Hal itu, lanjut dia, mengakibatkan infeksi lebih sulit diobati dan meningkatkan risiko penyebaran penyakit, memperparah, dan menyebabkan kematian. Selain itu, jika tidak dikendalikan, AMR dapat mengurangi pendapatan negara sebesar 3,4 triliun dolar AS setiap tahun.

”Itu mendorong 24 juta orang ke dalam kemiskinan ekstrem pada dekade berikutnya. Dampak AMR juga terjadi di pertanian, peternakan, pangan, lingkungan.
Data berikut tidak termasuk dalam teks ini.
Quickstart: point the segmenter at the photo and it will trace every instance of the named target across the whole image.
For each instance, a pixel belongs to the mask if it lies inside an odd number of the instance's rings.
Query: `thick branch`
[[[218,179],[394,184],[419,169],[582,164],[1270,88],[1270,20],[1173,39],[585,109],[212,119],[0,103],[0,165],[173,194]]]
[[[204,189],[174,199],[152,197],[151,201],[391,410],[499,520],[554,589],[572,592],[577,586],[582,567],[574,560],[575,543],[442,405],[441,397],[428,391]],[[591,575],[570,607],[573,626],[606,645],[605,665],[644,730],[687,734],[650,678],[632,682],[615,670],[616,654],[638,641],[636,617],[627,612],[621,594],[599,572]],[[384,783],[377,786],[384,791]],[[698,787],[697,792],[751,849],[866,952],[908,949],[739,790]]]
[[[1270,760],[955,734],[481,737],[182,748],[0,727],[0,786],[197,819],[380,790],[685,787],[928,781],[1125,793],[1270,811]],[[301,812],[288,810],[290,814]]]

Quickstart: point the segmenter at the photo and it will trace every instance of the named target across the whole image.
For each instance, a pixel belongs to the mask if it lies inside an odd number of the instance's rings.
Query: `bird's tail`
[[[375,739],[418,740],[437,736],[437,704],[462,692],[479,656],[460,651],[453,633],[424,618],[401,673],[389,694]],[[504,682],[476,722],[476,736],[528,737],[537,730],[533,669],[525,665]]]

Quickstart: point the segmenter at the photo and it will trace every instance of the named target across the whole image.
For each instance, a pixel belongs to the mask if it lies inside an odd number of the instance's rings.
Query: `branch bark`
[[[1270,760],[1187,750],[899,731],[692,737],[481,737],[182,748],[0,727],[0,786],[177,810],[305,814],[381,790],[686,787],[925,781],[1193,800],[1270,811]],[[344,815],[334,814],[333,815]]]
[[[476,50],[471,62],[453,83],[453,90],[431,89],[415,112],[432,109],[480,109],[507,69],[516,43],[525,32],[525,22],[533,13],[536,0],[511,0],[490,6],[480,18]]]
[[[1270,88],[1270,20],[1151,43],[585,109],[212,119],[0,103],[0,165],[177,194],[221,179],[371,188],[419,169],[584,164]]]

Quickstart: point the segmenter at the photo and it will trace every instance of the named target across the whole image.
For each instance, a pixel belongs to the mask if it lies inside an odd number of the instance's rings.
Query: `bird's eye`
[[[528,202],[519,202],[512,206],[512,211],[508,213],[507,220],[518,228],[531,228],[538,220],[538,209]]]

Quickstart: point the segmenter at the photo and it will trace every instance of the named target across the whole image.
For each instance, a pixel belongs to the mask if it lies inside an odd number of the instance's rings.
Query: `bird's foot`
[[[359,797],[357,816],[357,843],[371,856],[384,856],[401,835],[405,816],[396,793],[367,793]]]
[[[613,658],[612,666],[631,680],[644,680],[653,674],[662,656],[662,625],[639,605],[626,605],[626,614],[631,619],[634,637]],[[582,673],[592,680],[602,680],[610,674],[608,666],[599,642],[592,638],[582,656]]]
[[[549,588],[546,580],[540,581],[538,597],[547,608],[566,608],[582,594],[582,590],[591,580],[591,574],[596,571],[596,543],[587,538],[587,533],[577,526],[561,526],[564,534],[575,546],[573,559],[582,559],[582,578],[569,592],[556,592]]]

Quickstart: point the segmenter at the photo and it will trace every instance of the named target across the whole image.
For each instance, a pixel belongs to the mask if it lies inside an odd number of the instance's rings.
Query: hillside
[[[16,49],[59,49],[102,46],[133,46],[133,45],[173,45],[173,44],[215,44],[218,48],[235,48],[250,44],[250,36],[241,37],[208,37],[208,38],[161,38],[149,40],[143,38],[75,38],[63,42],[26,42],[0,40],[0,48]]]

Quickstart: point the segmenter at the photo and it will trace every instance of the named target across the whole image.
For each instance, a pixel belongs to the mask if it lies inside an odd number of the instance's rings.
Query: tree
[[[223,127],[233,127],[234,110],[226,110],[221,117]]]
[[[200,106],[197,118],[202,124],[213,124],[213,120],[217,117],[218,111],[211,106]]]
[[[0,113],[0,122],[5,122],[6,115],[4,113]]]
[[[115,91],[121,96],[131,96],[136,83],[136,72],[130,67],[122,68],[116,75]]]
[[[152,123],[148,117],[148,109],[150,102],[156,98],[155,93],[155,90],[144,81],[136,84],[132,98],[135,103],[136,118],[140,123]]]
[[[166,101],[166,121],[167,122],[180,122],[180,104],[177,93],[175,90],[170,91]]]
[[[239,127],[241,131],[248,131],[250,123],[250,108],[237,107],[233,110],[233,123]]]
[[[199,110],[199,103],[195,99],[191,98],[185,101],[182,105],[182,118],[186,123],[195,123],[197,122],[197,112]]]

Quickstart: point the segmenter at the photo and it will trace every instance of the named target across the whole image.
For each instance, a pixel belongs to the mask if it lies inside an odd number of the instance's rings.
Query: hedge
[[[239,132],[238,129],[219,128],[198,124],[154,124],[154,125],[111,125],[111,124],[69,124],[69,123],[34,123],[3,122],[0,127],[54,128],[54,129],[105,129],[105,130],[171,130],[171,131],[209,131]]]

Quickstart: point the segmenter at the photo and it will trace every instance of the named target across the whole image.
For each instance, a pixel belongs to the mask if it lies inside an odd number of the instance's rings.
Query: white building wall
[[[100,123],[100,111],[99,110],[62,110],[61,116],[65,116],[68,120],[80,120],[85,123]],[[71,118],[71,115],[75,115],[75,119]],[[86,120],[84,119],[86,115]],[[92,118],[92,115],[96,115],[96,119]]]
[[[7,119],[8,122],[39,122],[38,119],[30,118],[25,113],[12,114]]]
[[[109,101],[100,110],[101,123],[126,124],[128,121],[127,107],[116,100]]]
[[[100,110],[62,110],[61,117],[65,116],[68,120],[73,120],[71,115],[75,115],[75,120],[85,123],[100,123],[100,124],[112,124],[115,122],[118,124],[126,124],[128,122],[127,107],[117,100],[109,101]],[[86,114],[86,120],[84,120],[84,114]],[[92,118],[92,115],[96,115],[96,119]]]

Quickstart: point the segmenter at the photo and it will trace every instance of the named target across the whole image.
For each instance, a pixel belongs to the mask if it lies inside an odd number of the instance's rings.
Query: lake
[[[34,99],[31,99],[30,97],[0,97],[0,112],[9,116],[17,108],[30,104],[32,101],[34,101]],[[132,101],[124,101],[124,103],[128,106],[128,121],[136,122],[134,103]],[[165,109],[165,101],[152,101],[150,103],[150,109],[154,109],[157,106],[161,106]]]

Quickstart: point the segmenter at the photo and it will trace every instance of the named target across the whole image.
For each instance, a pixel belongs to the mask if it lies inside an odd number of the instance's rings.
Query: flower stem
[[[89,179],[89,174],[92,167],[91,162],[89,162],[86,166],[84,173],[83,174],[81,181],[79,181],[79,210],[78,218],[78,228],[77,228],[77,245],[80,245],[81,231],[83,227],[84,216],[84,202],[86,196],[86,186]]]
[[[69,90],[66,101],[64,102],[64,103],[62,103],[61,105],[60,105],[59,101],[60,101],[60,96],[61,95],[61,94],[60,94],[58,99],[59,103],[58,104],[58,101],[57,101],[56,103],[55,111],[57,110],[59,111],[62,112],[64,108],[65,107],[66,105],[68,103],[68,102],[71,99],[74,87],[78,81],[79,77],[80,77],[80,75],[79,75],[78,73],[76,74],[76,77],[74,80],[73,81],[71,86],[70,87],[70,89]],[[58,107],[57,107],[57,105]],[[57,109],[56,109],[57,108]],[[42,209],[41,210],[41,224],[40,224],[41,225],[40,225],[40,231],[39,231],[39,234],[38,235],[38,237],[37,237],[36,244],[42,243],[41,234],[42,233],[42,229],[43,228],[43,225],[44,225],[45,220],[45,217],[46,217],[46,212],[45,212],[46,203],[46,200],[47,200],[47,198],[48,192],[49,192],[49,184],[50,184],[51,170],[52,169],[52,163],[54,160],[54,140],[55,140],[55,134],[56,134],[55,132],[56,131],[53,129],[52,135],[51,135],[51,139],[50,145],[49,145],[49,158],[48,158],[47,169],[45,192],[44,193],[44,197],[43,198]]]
Karena itu perlu melibatkan UPT BPOM di seluruh Indonesia dalam berbagai upaya masif dan berkesinambungan untuk menanggulanginya,” ujar Rita Endang.

Berdasarkan hasil pemeriksaan sarana pelayanan Kefarmasian (2021– 2023), pada 2023 apotek yang melakukan penyerahan antibiotika tanpa resep dokter tercatat 70,49 persen, turun dibanding pada 2021 dan 2022.

”Jenis antibiotika yang paling banyak diserahkan tanpa resep dokter adalah Amoksisilin, Cefadroksil, dan Cefixime,” tutur Rita Endang.

Rita menekankan tenaga kesehatan memiliki peran sama penting dalam upaya pengendalian AMR. Demikian pula dengan masyarakat.